The Order seeks to limit in-person hearings to only those proceedings that are essential, or proceedings that are critical to the state of emergency or the public health emergency.
All rules of procedure, court orders, and opinions that limit or prohibit the use of communication equipment in conducting such proceedings remotely have been suspended. Moreover, the chief judge of each judicial circuit remains authorized to establish temporary procedures for the use of communication equipment in conducting proceedings by remote electronic means. Therefore, just because certain proceedings may be conducted in-person does not mean that certain judicial circuits can’t and won’t conduct such proceedings remotely instead.
Furthermore, the Order allows notaries and other persons qualified to administer an oath in Florida to swear in witnesses by remote audio-video communication technology from a location within Florida, provided they can positively identify the witness. Witnesses who are not located in Florida may consent to being put on oath via audio-video communication technology by someone authorized to administer an oath in Florida.

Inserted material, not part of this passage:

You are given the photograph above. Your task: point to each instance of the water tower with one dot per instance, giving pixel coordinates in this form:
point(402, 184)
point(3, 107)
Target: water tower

New attorneys may be sworn into The Florida Bar remotely by audio-video communication technology, provided that the person authorized to administer an oath in Florida can positively identify the new attorney. “Positively identify” means that the person who is authorized to administer an oath in Florida can see and hear the witness or the new attorney via audio-video communication technology.
The Florida Supreme Court may issue additional orders which extend or modify the measures outlined above.